Both resource capacity requests and usage limits can be configured for each Kubernetes pod manually. We see this as a must. We had issues in the beginning with services not having these resource values defined whereby they would end up overcrowding certain physical machines and in the process bringing them down entirely. Continuous monitoring of resource usage and the fine-tuning of configuration have greatly improved the overall stability and performance of the entire distributed system.

Performance critical data stores may still be best kept outside containers

Containers are generally considered stateless units of computation. Not handling any state keeps them nimble and easy to destroy and recreate at will. While this model is remarkable for most services, it is not a particularly great match for data stores and it may be even worse when it comes to scaled data stores.

It’s true, of course, that state persistence can always be enabled in a container by mounting an external volume. It’s been our experience, however, that this process is not always smooth. Then there’s the issue of performance. Network mounted volumes at the major cloud providers don’t necessarily offer impressive performance (unless you are willing to spend a lot).

On AWS we sometimes had the issue of volumes not mounting smoothly, taking up to a few minutes to get attached to the proper machine and the container residing on it. This is simply unacceptable for a critical system component. If the datastore is not replicated/scaled then you’re without a database for quite a while for no good reason. Replicating and scaling a database using container orchestration isn’t something exactly straightforward and can be a hassle to properly manage in production.

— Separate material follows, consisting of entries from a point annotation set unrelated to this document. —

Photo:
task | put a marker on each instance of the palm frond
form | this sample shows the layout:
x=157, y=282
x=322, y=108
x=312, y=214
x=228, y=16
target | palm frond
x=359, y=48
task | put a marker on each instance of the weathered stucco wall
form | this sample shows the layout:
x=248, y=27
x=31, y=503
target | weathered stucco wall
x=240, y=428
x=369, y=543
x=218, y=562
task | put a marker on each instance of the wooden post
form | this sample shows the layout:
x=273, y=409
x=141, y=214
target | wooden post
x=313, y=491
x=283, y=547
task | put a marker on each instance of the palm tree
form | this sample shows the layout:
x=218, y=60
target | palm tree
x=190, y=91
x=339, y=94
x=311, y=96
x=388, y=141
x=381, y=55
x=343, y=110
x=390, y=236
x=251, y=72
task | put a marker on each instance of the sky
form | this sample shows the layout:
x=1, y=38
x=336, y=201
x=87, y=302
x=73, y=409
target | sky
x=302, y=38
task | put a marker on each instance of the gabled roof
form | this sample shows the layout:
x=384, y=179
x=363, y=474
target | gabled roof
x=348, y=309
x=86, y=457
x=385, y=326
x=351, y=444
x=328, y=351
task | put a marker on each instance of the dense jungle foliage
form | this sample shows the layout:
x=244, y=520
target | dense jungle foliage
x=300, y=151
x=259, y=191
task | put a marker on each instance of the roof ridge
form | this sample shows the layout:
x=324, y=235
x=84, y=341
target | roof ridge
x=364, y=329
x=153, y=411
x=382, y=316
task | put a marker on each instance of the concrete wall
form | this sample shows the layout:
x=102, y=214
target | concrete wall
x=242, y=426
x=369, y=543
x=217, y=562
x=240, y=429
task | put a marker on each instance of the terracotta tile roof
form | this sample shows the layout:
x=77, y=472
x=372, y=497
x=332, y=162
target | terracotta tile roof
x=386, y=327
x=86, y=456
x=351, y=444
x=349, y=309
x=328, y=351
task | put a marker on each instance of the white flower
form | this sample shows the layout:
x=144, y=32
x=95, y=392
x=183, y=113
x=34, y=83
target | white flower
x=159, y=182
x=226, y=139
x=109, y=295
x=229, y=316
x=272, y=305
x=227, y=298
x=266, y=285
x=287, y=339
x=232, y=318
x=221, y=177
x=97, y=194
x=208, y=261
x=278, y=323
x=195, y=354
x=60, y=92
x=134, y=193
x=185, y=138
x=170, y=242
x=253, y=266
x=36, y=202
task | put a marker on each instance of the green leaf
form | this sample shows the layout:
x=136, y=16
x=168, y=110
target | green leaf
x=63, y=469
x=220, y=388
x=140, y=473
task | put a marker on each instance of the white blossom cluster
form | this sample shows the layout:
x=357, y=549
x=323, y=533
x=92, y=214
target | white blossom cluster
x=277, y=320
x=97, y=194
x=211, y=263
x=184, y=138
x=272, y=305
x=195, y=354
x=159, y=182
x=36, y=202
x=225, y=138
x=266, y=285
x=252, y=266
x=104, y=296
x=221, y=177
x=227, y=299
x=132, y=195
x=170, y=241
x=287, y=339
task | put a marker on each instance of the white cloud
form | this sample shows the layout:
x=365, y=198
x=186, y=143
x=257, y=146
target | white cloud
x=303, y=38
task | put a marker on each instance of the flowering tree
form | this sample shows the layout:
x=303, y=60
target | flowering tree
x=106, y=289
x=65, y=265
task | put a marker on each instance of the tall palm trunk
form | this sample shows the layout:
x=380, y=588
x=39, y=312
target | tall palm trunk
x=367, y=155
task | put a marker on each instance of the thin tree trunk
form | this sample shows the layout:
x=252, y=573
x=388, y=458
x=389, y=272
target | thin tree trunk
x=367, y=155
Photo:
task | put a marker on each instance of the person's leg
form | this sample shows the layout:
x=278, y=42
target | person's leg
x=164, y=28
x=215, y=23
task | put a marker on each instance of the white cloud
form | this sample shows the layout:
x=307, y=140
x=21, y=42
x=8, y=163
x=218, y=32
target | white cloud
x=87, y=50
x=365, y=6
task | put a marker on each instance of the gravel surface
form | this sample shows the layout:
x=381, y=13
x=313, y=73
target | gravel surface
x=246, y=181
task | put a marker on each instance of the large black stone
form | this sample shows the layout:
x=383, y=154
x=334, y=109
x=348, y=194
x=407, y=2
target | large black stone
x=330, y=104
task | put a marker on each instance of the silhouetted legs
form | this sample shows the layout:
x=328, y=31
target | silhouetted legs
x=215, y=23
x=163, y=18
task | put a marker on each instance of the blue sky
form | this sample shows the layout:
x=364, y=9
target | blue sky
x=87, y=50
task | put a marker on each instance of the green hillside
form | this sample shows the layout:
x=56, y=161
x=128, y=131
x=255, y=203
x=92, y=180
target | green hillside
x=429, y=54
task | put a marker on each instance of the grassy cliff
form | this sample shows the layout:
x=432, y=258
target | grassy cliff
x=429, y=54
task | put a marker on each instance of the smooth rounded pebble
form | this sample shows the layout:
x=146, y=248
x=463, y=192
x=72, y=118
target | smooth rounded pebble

For the sake of simplicity and stability, we’ve elected to keep our data stores on larger separate machines using dedicated SSD drives. We might look into moving data stores to the cluster in the future but for now, we see little advantage in doing it. We are using containerized data stores for some of our temporary testing environments as it makes the whole process of bringing entire environments up and down very simple but we still have ways to go before we are production-ready.